Ligde kalması mucize olarak nitelendirilen bir takımla başarıya ulaştık ve ligde tuttuk. Süper Lig’a çıkardığımız Malatya’yı en zor zamanında ayağa kaldırmak çok değerliydi. Yeni bir oyuncu grubu ve yeni bir sistem elbette daha fazla krediyi hak ediyordu. Biz bıraktığımızda Başakşehir ve Giresun’un önündeydik. Şu an iki takımın da durumu ortada. Kalsaydık çok daha iyi durumda olabilirdik.
– Geçtiğimiz sezon düşme kaldırılmasına rağmen düştü diye bakılan Y. Malatyaspor’u puan olarak ligde tutmuştunuz bu değişimi nasıl başardınız?
Bir teknik adam olarak hayatımızın büyük bölümünü teknik ve taktik gelişime ayırıyoruz. Bu işin sadece saha içi kısmı. Ancak futbolda mental durum, zihinsel kuvvet, duygusal zeka ve saha içi doğruların bir araya gelmesi sizi takım yapabiliyor. Şehri çok seven, şehrin de çok sevdiği biri olarak imkansız gözle bakılmasına karşın en ufak bir şüphe duymadan bu tecrübelerimizi kısa sürede takıma empoze ettik. Oyuncu grubunun da gösterdiği müthiş reaksiyon bizi mutlu sona ulaştırdı. Futbolda doğru hiyerarşinin en az hatayla sonuç aradığı bir oyundur. Kulüp organizasyonları bunun en önemli faktörü. Şu anki duruma bütün Malatyalılar gibi ben de çok üzülüyorum.
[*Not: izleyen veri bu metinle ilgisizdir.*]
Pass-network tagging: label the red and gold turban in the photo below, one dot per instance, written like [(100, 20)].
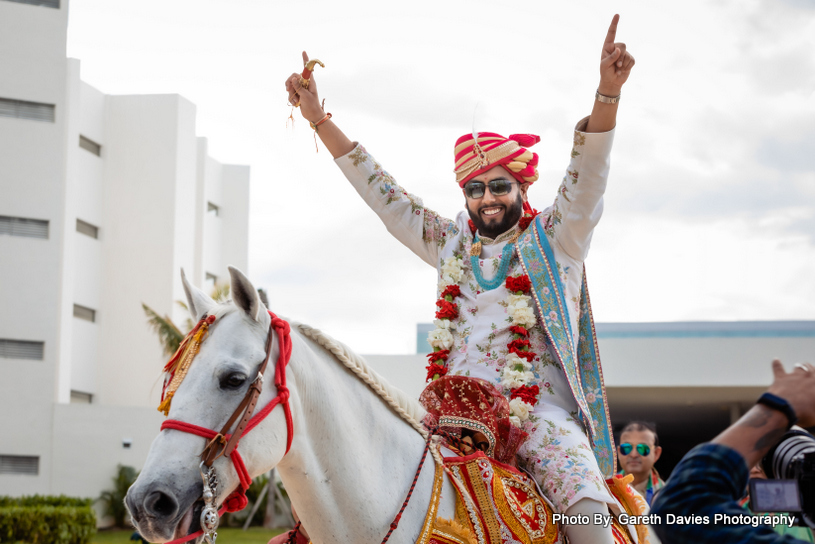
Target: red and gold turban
[(491, 150)]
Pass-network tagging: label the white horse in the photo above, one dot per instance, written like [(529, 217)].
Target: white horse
[(354, 454)]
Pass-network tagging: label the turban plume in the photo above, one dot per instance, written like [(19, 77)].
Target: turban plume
[(474, 157)]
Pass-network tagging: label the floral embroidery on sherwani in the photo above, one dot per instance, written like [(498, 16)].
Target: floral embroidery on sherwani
[(558, 452)]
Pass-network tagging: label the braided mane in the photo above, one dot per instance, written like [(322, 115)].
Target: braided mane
[(406, 407)]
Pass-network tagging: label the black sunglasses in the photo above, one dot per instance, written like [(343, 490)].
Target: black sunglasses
[(642, 449), (498, 187)]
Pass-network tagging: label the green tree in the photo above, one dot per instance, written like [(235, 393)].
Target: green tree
[(169, 335), (113, 500)]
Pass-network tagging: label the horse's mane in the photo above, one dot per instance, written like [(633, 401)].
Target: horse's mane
[(408, 408)]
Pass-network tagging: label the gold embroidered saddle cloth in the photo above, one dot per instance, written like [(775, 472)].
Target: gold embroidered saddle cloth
[(496, 503)]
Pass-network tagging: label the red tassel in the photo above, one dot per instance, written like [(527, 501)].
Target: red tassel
[(525, 140)]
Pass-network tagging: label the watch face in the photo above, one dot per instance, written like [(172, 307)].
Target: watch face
[(774, 496)]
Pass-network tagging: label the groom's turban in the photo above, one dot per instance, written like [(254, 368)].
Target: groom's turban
[(491, 150)]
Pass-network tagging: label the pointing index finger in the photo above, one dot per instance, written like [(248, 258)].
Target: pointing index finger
[(612, 30)]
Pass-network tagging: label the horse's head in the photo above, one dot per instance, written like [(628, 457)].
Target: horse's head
[(166, 500)]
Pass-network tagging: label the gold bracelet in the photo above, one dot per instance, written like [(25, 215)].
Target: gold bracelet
[(320, 122), (606, 99)]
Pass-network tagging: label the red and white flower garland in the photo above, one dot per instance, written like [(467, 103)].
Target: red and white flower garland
[(441, 339), (517, 374)]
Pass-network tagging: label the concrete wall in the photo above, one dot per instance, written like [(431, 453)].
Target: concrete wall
[(146, 193), (32, 185)]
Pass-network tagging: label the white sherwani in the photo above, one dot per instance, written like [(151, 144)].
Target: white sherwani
[(557, 451)]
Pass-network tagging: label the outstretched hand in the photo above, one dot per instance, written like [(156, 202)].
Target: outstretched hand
[(797, 388), (615, 62), (306, 97)]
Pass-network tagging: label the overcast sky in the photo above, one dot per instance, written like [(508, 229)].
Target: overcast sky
[(710, 207)]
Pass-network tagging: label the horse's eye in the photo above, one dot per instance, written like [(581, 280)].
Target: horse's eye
[(233, 380)]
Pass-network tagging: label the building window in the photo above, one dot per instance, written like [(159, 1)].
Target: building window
[(20, 464), (89, 145), (21, 349), (21, 109), (83, 312), (78, 397), (22, 226), (46, 3), (87, 229)]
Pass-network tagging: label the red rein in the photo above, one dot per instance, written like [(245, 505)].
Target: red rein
[(237, 499)]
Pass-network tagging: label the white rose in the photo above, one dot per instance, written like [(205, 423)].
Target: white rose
[(451, 270), (513, 361), (523, 316), (518, 301), (512, 378), (444, 324), (440, 338), (520, 409)]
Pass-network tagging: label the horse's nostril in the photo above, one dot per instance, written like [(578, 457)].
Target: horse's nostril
[(159, 504)]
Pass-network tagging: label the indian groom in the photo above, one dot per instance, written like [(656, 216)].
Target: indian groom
[(513, 306)]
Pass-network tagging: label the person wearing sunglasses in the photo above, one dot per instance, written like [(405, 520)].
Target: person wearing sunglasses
[(638, 451), (513, 305)]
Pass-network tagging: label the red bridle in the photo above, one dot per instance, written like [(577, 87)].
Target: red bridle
[(237, 499)]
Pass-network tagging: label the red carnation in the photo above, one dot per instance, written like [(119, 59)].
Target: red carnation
[(451, 291), (447, 310), (519, 344), (527, 219), (519, 283), (528, 355), (433, 369), (527, 393), (440, 355)]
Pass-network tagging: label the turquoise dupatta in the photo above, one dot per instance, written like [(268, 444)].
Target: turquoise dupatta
[(582, 366)]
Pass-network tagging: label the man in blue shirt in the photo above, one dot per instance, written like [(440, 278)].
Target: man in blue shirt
[(711, 478)]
– Ligin bitimine artık 6 hafta kaldı ve ligde kalmak isteyen takımlar neleri doğru yapmalı ki düşmesinler?
Ligin zirvesinin de tehlikeli bölgenin de koptuğu çok ilginç bir sezon yaşıyoruz. Belki de Süper Lig tarihinde çok ender görülen bir durum bu. Puan sıralaması da aslında kulüp organizasyonlarındaki artıların veya eksilerin net şekilde örtüştüğü dersler veriyor bize. 7 hafta ve 21 puan var. 7’de 7 yapmak eşi benzeri görülmemiş bir şey değil. Fakat şu an düşme potasındaki takımlarda bu enerjiyi göremiyoruz. Bu yüzden tablonun çok değişme şansı görünmüyor
– Kaç puan toplayan kendini rahat hissedebilir?
Süper Lig için psikolojik sınır hep 40 olarak gösterilir. Takım sayısının artmasıyla bu barajın da yukarı çıkma ihtimali doğmuştu. Ancak dediğim gibi yarışın bu denli ayrışması 40’ın üzerine çıkan takımları rahatlatıyor.
– Size göre bu sezonun sürpriz takımı kim oldu?
Elbette puan tablosundaki başarıyla beraber Konyaspor öne çıkıyor. Mütevazı sayılabilecek bir kadroyla bulundukları yer çok değerli. İlhan hocayı tebrik etmek gerekiyor, bir o kadar da İlhan hocaya sadece saha içine odaklanabileceği bir ortam yaratan yönetime de ayrı parantez açılmalı. Türkiye’de bir teknik adamın sadece saha içerisindeki gelişimi düşünebilmesi, saha dışı konuların tamamen profesyonellerce organize edilmesi çok basit bir şekilde aradaki farkı ortaya çıkarıyor. Avrupa’yla makas giderek açılıyor, çünkü Avrupa’da kulüpler her geçen gün organizasyonel anlamda çağ atlıyor. Nitekim ligimizde de Trabzonspor, Konya, Alanya, Adana Demir gibi takımlar da bu şekilde öne çıktılar. Yani Avrupa’ya bakmadan kendi ligimizdeki farkın dahi nedeni doğru planlama ve teknik adamı saha içine odaklayabilmekten geçiyor.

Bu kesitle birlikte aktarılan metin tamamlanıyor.